Subject: Re: I/O priorities
To: Aidan Cully <aidan@kublai.com>
From: Manuel Bouyer <bouyer@antioche.lip6.fr>
List: tech-kern
Date: 06/20/2002 15:36:29
On Thu, Jun 20, 2002 at 08:35:50AM -0400, Aidan Cully wrote:
> [redirected to tech-kern]
> On Thu, Jun 20, 2002 at 01:06:58PM +0200, Manuel Bouyer wrote:
> > On Thu, Jun 20, 2002 at 01:01:35PM +0200, Wojciech Puchar wrote:
> > > i understand. can't we have 2 queues?
> > 
> > This is what I'm saying since the begining :)
> > Yes, we need to give different priorities to different I/O, and having several
> > queues one way to do this (it may not be the best; if we want to keep disksort
> > keeping a single queue may be easier). The problem is to define the
> > priority policy (and eventually to gather some infos from upper layer to help
> > implementing this policy).
> 
> I'm starting to understand this a bit better...  Two things strike me
> about this: 1) it's only a problem when the kernel allocates buffers
> for its own internal use, during read()s and write()s, but not mmap().

mmap can probably trigger the problem as well. Anything that will create
a large buffered write will.

> 2) The problem we'd be trying to solve is almost the same as that
> originally faced by Berkeley when they created the scheduler system --
> that is, to still allow a good level of interactivity when some
> processes want to use all the CPU for themselves, though in this case
> it's processes wanting to use all buffers and disk I/O.
> 
> Maybe an I/O scheduler makes sense as a solution to this problem?  Or
> would that be Too Much Effort?  If so, another solution might be to
> restrict the percentage of available buffers a given process can use
> for read/write...  Keep it small enough, and you wouldn't need to wait
> seconds for dd if=/dev/zero to flush all of its buffers.

An I/O scheduler does probably make sense.

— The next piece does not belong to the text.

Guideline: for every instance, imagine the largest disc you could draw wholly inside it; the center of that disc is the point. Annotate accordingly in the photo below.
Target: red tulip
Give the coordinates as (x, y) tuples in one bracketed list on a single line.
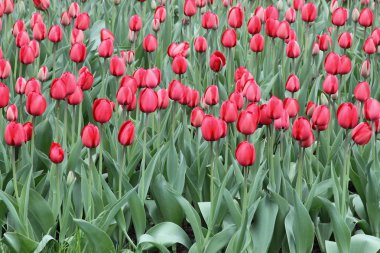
[(217, 61), (179, 65), (102, 110), (347, 115), (86, 79), (211, 95), (309, 12), (117, 66), (247, 121), (372, 109), (56, 153), (228, 111), (126, 133), (291, 106), (197, 116), (228, 39), (148, 100), (345, 40), (14, 134), (150, 43), (189, 8), (135, 23), (293, 49), (210, 20), (58, 89), (330, 84), (257, 43), (235, 17), (339, 16), (366, 17), (362, 91), (362, 133), (55, 34), (200, 44), (82, 22), (245, 153), (254, 25), (301, 130), (90, 136)]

Other mechanism can help too.
First we probably need a per-partition I/O queue, instead of per device.
For example, with the current implementation a write barrier is global to a
device, when it only needs to be per-partition (for now I think write barriers
are not used at all, but it doesn't mean we don't need to handle them
properly :)
We also can implement per-partition I/O priorities, which would already be
a win (at last for servers usage, where we usually have one partiton per
usage). We could look at algorithm used in QoS network devices, for example.
Bumping swap priority probably makes sense.

I already tried the per-partition I/O priorities (with a gross hack) and
it helps a lot. We could start with this. It's probably the easiest to
implement. An I/O scheduler will probably require changes in filesystems and
UVM.

--
Manuel Bouyer, LIP6, Universite Paris VI.           Manuel.Bouyer@lip6.fr
--